Verizon strike tensions heighten on Day 2
NEW YORK (Reuters) - The second day of a strike by Verizon workers turned ugly after union representatives accused managers of injuring three workers while driving past picket lines, and the phone giant complained of a spike in network sabotage cases.
About 45,000 workers in Verizon Communications' Northeast wireline unit, which provides traditional phone as well as high-speed Internet and FiOS television services, called a strike on Sunday after talks for a new labor contract failed.
The talks resumed on Monday. But the situation outside the negotiation room took a hostile turn.
Verizon complained of network sabotage cases in the same statement where it said some picketing workers were unlawfully blocking Verizon managers' access to work centers.
A spokeswoman for the Communications Workers of America, representing 35,000 of the strikers, said the union "does not condone illegal action of any kind." The International Brotherhood of Electrical Workers, representing 10,000 strikers, also said members "are expected to obey the law."
However, the CWA said some picketing workers were hurt by Verizon managers' cars and that one worker was knocked unconscious when he was clipped by the mirror of a manager's car that was speeding past a picket line.
Verizon said it was working with the police to investigate what happened, but noted that it believed the allegations are "totally inaccurate."
The CWA also cited a case in which a security guard hired by Verizon had punched a worker and knocked him to the ground on Monday morning. Verizon did not have an immediate comment on this accusation.
Meanwhile, the company said it was working with authorities to investigate at least 12 cases of sabotage, including deliberate cutting of fiber optic lines in 10 places and a case of stolen equipment that caused an outage.

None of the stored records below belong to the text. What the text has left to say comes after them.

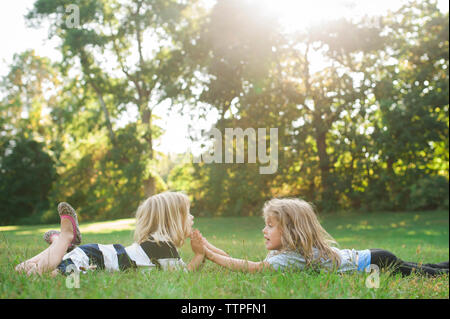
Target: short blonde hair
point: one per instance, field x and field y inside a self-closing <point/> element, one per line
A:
<point x="164" y="217"/>
<point x="300" y="229"/>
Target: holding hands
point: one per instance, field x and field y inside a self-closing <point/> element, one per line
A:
<point x="201" y="246"/>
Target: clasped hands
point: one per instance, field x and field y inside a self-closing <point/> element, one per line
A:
<point x="199" y="244"/>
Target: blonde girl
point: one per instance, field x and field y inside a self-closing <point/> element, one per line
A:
<point x="163" y="223"/>
<point x="296" y="240"/>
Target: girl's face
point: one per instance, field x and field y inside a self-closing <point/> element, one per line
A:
<point x="272" y="234"/>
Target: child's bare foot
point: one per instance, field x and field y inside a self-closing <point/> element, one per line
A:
<point x="69" y="223"/>
<point x="67" y="231"/>
<point x="52" y="235"/>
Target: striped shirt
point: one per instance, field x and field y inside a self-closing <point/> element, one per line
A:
<point x="116" y="257"/>
<point x="351" y="260"/>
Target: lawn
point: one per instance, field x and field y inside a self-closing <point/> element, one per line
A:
<point x="420" y="237"/>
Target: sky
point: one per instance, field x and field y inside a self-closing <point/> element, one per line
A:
<point x="17" y="37"/>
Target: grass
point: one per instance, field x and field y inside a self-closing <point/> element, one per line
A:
<point x="420" y="237"/>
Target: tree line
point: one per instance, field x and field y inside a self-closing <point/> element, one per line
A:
<point x="367" y="129"/>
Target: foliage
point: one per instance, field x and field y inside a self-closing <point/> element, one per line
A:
<point x="26" y="176"/>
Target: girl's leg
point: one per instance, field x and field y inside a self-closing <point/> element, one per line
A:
<point x="50" y="258"/>
<point x="383" y="259"/>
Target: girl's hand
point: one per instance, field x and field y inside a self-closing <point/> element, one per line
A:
<point x="197" y="243"/>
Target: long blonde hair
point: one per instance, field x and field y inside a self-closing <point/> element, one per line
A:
<point x="301" y="230"/>
<point x="164" y="217"/>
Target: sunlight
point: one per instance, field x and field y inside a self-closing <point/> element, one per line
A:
<point x="298" y="14"/>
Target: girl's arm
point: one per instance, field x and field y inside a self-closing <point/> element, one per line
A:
<point x="211" y="247"/>
<point x="196" y="262"/>
<point x="236" y="264"/>
<point x="199" y="251"/>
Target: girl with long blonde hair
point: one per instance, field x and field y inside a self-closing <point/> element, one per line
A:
<point x="163" y="223"/>
<point x="296" y="240"/>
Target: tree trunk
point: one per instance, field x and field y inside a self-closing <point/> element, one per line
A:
<point x="149" y="183"/>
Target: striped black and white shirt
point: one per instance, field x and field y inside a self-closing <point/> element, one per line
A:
<point x="149" y="254"/>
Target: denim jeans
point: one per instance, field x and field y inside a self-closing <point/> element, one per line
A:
<point x="385" y="259"/>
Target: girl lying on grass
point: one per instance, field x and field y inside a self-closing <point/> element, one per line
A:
<point x="296" y="240"/>
<point x="163" y="223"/>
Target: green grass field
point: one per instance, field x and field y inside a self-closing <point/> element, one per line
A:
<point x="420" y="237"/>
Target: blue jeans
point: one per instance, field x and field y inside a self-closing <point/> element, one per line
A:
<point x="385" y="259"/>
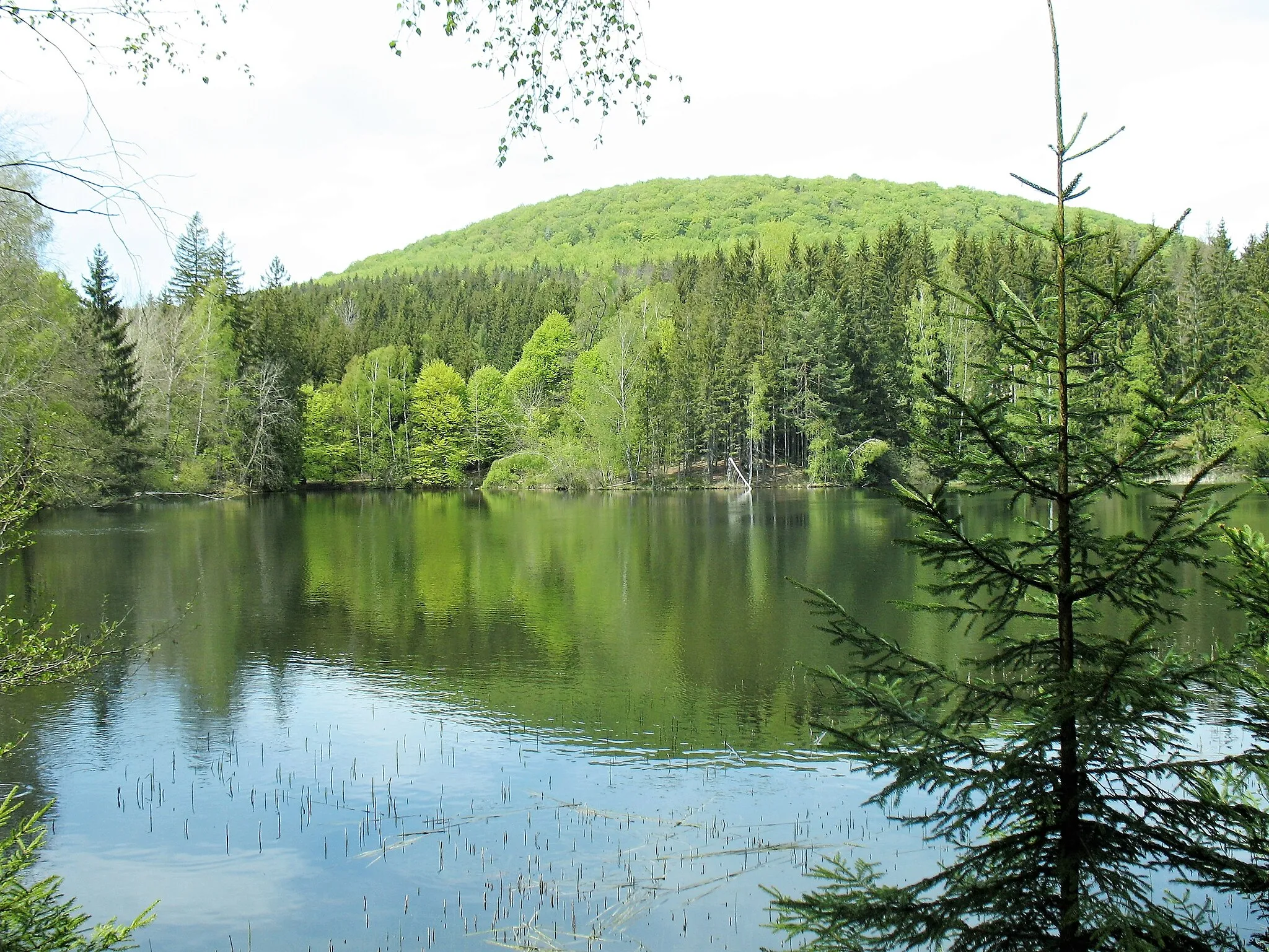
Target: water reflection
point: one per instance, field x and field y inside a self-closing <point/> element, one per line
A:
<point x="577" y="715"/>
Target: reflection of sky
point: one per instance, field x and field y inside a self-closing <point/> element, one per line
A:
<point x="621" y="843"/>
<point x="197" y="890"/>
<point x="481" y="756"/>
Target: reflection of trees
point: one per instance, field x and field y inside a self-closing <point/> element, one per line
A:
<point x="607" y="613"/>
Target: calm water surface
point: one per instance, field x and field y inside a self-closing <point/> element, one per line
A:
<point x="438" y="722"/>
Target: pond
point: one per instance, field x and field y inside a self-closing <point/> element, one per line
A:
<point x="387" y="722"/>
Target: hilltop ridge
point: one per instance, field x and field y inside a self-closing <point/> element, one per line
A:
<point x="662" y="219"/>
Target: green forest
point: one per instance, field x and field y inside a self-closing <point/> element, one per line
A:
<point x="668" y="219"/>
<point x="801" y="361"/>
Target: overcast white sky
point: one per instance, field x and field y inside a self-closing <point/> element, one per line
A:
<point x="340" y="149"/>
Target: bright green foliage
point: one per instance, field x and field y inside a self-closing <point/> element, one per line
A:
<point x="527" y="469"/>
<point x="442" y="427"/>
<point x="330" y="452"/>
<point x="493" y="418"/>
<point x="1061" y="766"/>
<point x="667" y="219"/>
<point x="35" y="915"/>
<point x="538" y="385"/>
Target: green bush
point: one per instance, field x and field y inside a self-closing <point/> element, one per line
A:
<point x="518" y="471"/>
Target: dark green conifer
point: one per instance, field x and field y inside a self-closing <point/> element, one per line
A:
<point x="1060" y="762"/>
<point x="195" y="267"/>
<point x="118" y="381"/>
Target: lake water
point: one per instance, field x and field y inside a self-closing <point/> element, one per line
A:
<point x="389" y="722"/>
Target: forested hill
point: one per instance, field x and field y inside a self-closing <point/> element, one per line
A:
<point x="663" y="219"/>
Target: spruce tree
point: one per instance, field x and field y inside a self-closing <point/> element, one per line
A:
<point x="1060" y="762"/>
<point x="118" y="381"/>
<point x="193" y="268"/>
<point x="224" y="266"/>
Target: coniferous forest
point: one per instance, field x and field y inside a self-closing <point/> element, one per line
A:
<point x="802" y="364"/>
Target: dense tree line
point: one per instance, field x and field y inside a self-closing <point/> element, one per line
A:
<point x="810" y="366"/>
<point x="804" y="366"/>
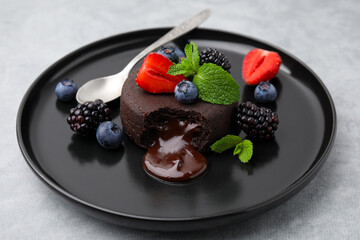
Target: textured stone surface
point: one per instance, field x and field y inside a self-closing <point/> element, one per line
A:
<point x="323" y="34"/>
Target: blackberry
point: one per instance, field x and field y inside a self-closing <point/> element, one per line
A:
<point x="256" y="122"/>
<point x="210" y="55"/>
<point x="85" y="118"/>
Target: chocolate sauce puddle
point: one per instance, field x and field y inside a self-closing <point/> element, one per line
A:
<point x="172" y="157"/>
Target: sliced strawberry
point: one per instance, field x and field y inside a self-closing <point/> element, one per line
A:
<point x="153" y="77"/>
<point x="260" y="65"/>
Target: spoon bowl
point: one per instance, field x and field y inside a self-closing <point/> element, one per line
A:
<point x="109" y="88"/>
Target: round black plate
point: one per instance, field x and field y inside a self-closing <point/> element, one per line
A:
<point x="113" y="186"/>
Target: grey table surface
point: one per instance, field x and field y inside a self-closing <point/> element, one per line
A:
<point x="323" y="34"/>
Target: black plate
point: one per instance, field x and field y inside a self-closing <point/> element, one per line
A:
<point x="113" y="186"/>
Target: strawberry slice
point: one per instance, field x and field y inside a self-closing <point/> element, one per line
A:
<point x="153" y="77"/>
<point x="260" y="65"/>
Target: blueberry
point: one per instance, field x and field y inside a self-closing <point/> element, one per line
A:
<point x="265" y="92"/>
<point x="173" y="54"/>
<point x="109" y="135"/>
<point x="186" y="92"/>
<point x="66" y="90"/>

Verizon said it did not know who was responsible for the sabotage, but noted an unusually high number of incidents since Saturday, the last day of the contract. The CWA said it would not condone network sabotage.
Meanwhile, Verizon said customers were seeing minimal impact as managers drafted in to cover for the striking workers were able to handle 75 percent of repair jobs on Sunday.
Verizon is looking to keep costs in check at the wireline business, which has been declining for a decade as customers have disconnected their home phones in favor of cellphone and Internet services.
The CWA and IBEW have rejected Verizon's proposals to cut pensions, change work rules and make employees pay more for healthcare.
Verizon closed 5.5 percent lower at $33.12 on the New York Stock Exchange, but still fared better than the broader market. The Standard & Poor's 500 index ended down 6.66 percent after a U.S. debt downgrade spooked investors.
Verizon has been in contract talks with both unions since late June but the unions called a strike on Sunday night after they were unable to reach an agreement by the time the existing labor contract expired.
Verizon spokesman Richard Young said the company's last strike lasted 18 days in 2000 and cost it $40 million.
Chris King, an analyst at Stifel Nicolaus, said in a research note on Monday that this strike would not be as costly since the company's wireline business has shrunk since 2000.
King estimated the daily costs of the strike would be between $1 million and $2 million. King, who has a "buy" rating on Verizon, said he expects slower-than-usual installations.
Analysts said Verizon shares may have outperformed the market on Monday because the telecommunications sector is seen as a relatively safe haven. They saw the strike as a vital opportunity for the company to push for lower costs in its wireline business.
Bernstein analyst Craig Moffett said Verizon could lose some customers at least in the short term due to the strike, to cable rivals such as Cablevision Systems, Comcast Corp, or Time Warner Cable.
"This is medicine they need to take to get this business on a stable footing," said Moffett who calculated that Verizon's roughly 1.6 percent return on capital investments pales in comparison to its roughly 7.5 percent cost of capital.
If customers hear of a delay in service installations at Verizon they would likely call a rival instead, he said. "The longer (the strike) goes on the bigger a problem it becomes."
Verizon shares closed off $1.93, or 5.5 percent, at $33.12, and rival AT&T fell $1.23, or 4.25 percent, to $27.70, both on the NYSE.